IBM headquarters, Armonk, NY
IBM headquarters, Armonk, NY – Photo by Chris Hondros / Getty Images

“I deal a lot with the venture capital community, and I’ve never seen so much VC money pouring into a space as I’ve seen with IoT,” he contended. “It’s because there is so much great potential, and so many ways to innovate.”

There is so much innovation in the IoT space, Devine continued – people making sensors, doing analytics to interact with sensors, cloud-based security services to interact with these sensors. “The companies that focus on providing real business value will succeed; the other ones will fall off,” he added. If [potential innovators] focus on just connectivity and messaging to a device – without a way to provide real business outcomes – then they will not survive.”

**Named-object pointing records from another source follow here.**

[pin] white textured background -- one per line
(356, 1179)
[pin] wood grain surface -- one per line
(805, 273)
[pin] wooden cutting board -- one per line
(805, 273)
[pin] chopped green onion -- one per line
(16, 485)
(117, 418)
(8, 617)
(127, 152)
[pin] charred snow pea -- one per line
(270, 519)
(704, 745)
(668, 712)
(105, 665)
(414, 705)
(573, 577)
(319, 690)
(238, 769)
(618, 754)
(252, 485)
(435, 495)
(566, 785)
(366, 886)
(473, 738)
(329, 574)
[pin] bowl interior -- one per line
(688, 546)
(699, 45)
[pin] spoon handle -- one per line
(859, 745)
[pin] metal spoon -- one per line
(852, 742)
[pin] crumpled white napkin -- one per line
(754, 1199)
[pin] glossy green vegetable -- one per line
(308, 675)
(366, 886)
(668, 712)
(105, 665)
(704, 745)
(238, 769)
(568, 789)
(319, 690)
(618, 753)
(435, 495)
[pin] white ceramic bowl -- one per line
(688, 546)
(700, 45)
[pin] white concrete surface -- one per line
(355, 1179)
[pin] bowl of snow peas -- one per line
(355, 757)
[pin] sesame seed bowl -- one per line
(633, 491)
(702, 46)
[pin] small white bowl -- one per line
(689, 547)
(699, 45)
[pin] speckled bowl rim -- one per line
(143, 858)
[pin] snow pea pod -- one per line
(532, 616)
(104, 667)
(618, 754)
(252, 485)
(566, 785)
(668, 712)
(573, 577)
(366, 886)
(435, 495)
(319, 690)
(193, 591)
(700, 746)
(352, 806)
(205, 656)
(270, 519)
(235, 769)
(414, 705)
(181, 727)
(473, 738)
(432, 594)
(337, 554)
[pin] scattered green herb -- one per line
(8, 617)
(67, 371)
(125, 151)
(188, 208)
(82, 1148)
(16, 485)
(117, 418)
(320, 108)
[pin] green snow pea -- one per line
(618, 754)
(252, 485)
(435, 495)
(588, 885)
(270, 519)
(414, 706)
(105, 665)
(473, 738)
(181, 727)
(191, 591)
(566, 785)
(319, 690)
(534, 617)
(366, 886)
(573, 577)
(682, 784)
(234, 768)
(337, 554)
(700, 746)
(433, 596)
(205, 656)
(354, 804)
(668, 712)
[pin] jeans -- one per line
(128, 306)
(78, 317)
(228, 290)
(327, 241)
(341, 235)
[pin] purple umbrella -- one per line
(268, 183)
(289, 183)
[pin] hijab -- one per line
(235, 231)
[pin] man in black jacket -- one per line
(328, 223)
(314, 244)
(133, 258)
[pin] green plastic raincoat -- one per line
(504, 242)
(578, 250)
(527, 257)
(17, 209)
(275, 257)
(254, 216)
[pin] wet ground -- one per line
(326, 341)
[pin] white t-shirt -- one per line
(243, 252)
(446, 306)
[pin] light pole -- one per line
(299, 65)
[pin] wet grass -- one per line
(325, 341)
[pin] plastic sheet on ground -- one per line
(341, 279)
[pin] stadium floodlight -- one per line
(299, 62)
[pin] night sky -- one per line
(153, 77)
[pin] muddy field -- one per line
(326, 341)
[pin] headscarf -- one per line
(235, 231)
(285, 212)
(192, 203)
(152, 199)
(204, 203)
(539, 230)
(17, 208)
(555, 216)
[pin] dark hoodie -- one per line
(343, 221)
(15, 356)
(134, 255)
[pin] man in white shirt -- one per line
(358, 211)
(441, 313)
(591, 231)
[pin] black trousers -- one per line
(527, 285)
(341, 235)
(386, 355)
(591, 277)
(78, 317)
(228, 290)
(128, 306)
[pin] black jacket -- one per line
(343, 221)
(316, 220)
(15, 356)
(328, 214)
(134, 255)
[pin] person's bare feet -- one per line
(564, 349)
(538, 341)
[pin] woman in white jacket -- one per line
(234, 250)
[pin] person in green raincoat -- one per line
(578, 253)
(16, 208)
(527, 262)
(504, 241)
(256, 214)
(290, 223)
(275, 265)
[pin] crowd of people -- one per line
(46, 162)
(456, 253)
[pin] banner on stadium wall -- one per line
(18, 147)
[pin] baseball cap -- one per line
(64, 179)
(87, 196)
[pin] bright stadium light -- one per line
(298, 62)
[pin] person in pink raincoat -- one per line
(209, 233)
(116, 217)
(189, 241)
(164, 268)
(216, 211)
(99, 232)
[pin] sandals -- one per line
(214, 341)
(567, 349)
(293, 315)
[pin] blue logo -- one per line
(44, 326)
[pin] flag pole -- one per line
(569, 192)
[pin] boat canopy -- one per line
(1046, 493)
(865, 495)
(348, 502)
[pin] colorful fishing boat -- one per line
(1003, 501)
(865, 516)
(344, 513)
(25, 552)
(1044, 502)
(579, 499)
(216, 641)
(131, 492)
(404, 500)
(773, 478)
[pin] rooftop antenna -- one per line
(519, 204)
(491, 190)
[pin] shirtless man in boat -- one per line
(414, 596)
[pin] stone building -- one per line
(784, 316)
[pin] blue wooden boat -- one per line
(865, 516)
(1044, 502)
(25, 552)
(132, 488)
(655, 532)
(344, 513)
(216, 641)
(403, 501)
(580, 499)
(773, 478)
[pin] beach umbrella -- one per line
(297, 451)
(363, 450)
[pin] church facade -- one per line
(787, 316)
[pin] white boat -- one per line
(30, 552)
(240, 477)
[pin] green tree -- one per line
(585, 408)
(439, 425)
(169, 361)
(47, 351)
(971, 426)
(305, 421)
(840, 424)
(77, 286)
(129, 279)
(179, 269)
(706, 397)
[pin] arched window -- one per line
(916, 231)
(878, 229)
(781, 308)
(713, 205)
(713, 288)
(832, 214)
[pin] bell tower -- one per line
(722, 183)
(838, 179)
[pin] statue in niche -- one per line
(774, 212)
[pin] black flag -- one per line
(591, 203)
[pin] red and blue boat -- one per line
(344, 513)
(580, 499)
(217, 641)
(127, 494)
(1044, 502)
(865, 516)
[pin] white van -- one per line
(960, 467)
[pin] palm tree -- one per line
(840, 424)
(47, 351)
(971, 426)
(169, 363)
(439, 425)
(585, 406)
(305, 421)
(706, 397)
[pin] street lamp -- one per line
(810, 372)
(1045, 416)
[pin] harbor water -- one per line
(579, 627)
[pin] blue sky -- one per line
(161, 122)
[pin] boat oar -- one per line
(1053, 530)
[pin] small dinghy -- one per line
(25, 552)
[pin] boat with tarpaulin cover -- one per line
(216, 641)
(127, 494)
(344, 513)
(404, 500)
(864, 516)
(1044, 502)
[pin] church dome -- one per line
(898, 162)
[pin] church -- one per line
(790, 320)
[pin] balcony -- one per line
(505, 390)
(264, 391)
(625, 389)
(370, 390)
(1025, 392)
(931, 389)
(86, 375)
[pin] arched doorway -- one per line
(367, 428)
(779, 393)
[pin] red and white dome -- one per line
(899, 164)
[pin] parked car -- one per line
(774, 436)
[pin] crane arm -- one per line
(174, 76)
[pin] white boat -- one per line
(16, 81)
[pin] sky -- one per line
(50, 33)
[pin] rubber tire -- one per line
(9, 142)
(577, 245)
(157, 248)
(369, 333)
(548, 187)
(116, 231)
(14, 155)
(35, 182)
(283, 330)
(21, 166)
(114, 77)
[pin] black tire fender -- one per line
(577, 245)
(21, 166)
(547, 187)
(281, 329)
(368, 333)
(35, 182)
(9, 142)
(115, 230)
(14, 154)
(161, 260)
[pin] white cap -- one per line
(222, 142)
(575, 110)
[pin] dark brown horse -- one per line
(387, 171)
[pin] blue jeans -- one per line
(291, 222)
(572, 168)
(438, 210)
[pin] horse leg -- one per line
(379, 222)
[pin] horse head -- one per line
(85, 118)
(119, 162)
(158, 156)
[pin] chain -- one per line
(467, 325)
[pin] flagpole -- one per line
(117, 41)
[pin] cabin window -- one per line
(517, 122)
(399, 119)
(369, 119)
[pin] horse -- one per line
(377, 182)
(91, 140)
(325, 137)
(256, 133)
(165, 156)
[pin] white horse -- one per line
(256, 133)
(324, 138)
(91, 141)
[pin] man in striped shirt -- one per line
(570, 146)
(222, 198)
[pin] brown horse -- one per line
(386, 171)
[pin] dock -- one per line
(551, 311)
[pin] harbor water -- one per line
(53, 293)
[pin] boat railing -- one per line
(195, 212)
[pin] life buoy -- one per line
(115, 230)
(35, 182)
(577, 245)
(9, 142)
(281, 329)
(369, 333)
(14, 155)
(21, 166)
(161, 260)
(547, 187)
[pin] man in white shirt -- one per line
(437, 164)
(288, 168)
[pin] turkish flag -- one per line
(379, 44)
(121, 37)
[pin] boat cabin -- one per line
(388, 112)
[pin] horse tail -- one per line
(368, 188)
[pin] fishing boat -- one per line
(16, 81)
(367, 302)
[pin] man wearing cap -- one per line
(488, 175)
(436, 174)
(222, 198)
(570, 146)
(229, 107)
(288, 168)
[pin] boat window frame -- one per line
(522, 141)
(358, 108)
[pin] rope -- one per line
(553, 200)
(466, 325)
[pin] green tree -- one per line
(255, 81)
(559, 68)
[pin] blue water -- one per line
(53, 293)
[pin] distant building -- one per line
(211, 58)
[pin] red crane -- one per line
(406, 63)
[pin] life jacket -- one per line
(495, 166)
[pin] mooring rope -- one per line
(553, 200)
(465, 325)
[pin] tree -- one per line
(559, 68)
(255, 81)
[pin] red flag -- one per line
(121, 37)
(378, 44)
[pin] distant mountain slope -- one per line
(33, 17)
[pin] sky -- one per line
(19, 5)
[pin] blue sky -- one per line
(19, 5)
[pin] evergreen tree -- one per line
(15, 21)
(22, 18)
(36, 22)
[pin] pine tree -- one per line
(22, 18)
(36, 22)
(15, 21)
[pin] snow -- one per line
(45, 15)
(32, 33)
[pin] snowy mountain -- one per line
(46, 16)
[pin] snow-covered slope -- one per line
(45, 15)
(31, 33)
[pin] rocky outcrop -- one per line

Today’s data center environment is driven by change, and the IoT has the potential to provide better outcomes driven by real information in as real-time a manner as possible. “It won’t do you any good if you don’t meet expectations of the service you are trying to provide”, Devine warned. For example, he noted, “If I can provide something in a day, but the expectation and need is one hour, then I’ve failed.” Setting realistic expectations of what you can provide, and focusing on how much speed your infrastructure requires should be the driving forces in managing this changing environment, he explained.

“We realized early on that the world was going to be instrumented; that it was going to be interconnected,” the SoftLayer CTO recalled.

Divine said IBM is aiding the process by providing a reference architecture of “soft standards” to promote a common set rules that empower intelligent IT systems running the IoT. “I believe you will see lots of innovation continue to occur…but over the next 12 months, you will see people figure out how to monetize these IT use cases into business outcomes that really matter,” he predicted. “I think you will see a massive maturation in this space.”